On the public programming side, we will be returning to the Indiana State Fair and Lockerbie, plan to continue working with City Market and Indy Parks, and will expand our efforts in partnership with the Jewish Federation of Greater Indianapolis and Waterside/GM Stamping Plant. We’ll also work on community engagement efforts with Electric Works in Fort Wayne and the South Indianapolis Quality of Life Plan (SoIndy) in our home area. Big Car is the convening organization and fiscal agent for SoIndy.

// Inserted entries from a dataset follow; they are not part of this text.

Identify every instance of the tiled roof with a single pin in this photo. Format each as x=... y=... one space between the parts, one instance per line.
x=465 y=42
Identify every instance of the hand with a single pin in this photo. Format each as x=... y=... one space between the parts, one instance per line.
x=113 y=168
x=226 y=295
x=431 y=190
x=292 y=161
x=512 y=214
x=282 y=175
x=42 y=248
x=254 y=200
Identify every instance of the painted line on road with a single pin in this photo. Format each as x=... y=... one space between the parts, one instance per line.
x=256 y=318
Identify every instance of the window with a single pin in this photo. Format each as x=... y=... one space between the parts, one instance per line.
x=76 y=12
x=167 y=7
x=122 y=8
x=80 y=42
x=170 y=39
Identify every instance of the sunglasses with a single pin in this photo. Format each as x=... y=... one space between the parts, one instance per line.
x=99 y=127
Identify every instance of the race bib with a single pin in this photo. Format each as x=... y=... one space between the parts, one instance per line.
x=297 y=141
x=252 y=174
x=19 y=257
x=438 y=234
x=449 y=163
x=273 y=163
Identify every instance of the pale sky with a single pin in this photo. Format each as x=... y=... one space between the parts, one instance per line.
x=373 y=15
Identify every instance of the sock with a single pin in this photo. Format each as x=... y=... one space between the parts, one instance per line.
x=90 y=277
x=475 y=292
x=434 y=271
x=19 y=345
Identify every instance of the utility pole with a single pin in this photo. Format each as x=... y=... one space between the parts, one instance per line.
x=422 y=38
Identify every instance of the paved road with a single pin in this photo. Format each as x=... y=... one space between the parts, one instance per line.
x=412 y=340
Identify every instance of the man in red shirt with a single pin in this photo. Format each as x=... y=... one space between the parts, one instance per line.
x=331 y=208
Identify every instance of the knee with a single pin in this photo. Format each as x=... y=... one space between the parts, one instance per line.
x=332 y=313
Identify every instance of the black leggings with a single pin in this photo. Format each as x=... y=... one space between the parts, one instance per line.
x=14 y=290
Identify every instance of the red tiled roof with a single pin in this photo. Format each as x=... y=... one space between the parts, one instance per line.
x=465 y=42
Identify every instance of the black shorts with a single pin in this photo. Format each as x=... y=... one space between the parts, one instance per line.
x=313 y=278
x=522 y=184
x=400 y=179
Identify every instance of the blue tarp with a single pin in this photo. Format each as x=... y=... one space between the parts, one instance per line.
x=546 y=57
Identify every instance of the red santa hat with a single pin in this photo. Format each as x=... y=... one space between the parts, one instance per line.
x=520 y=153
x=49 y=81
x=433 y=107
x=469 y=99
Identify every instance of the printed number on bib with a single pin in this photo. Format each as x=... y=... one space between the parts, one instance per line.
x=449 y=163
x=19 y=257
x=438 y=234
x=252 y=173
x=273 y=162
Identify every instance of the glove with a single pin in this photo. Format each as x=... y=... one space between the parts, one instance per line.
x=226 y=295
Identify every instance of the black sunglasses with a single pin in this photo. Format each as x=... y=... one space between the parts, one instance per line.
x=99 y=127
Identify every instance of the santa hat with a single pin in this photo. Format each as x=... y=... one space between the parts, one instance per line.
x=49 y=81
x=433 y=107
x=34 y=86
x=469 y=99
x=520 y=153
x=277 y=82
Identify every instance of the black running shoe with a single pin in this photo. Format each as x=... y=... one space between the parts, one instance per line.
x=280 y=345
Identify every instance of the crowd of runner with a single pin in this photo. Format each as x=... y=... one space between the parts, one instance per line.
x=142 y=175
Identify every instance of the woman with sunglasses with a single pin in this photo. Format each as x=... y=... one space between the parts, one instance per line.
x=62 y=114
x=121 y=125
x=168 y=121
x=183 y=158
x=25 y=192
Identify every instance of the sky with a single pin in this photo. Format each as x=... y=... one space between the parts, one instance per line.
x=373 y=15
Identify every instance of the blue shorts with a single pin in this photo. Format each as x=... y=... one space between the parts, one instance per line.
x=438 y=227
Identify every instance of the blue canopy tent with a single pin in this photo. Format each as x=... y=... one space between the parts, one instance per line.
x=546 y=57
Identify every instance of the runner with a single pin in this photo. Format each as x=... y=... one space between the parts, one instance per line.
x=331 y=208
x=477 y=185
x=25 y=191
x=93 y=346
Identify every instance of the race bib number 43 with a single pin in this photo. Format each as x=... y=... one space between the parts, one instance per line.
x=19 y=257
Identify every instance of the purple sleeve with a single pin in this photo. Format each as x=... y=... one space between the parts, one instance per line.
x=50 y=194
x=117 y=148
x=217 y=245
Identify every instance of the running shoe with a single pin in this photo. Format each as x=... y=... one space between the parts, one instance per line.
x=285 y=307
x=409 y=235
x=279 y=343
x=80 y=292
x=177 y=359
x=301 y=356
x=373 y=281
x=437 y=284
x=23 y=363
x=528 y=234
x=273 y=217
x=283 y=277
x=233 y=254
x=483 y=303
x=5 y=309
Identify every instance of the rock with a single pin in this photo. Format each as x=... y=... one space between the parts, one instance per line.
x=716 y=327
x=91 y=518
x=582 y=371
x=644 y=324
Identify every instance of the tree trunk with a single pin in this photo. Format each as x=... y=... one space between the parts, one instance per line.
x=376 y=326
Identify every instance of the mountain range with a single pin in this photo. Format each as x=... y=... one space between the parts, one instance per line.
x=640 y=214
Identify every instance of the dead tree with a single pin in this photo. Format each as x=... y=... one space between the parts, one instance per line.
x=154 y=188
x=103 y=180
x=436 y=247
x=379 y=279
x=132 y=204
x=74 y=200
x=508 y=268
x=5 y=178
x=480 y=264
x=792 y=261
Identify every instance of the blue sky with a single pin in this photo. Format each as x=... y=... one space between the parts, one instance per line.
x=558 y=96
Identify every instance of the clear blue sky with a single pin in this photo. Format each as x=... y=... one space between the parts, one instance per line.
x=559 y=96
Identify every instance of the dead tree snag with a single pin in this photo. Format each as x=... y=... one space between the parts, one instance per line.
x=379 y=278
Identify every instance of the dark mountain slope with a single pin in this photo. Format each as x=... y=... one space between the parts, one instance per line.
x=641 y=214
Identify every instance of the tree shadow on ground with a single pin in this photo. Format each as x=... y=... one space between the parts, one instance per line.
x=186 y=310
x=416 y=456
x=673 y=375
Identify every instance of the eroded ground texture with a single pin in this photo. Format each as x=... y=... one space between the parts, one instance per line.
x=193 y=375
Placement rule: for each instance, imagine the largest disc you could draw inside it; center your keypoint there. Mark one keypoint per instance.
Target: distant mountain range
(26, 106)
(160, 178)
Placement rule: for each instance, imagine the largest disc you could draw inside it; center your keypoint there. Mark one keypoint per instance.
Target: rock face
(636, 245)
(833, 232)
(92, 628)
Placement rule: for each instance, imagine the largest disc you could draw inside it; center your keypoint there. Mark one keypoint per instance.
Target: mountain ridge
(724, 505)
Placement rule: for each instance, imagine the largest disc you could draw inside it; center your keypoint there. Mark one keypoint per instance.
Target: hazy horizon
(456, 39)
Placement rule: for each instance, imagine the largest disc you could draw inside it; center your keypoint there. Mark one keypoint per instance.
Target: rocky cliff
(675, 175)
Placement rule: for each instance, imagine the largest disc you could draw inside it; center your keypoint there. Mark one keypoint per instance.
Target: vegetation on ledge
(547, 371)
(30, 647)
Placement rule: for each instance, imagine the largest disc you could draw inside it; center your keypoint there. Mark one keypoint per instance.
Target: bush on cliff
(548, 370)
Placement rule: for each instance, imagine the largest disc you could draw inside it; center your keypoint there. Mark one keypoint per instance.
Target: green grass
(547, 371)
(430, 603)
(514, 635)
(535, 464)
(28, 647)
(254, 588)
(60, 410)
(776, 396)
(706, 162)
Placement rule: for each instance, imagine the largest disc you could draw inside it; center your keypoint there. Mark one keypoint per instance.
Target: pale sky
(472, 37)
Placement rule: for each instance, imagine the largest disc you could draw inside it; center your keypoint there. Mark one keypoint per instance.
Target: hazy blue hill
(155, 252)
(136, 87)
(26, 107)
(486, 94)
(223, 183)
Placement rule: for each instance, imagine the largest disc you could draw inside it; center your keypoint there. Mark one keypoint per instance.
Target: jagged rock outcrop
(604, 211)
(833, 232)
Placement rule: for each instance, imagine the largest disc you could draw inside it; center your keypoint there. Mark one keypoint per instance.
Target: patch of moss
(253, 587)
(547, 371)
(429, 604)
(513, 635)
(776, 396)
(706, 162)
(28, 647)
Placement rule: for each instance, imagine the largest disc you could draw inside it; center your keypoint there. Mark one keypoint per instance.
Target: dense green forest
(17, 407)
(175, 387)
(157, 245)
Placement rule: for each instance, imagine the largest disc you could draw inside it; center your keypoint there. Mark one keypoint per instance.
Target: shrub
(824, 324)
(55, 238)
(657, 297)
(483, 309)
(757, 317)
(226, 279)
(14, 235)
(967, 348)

Our biggest effort in 2019 will be a major expansion of our Garfield Park Creative Community/Cruft Street Commons work. With the support of the $3 million Lilly Endowment grant and with the resolution of details with our partnership with Riley Area Development, we will see renovation work finished on five houses that will be sold at affordable prices to artists and five more renovated as affordable rentals houses for artists and neighborhood leaders. Two other buildings — our current residency house/Guichelaar Gallery next to Tube Factory and a small former church on Cruft Street — will serve as program spaces, with the house serving as a gallery and hosting short- and longer-term artists in residence.

We’ll make progress on the larger factory building behind Tube Factory and continue work on the commons green space and sculpture garden (home of our community garden, the Indianapolis Bee Sanctuary and, soon, the Chicken Chapel of Love). Likewise, we’ll add a community-focused commercial kitchen to the campus and a coffee shop at Tube Factory.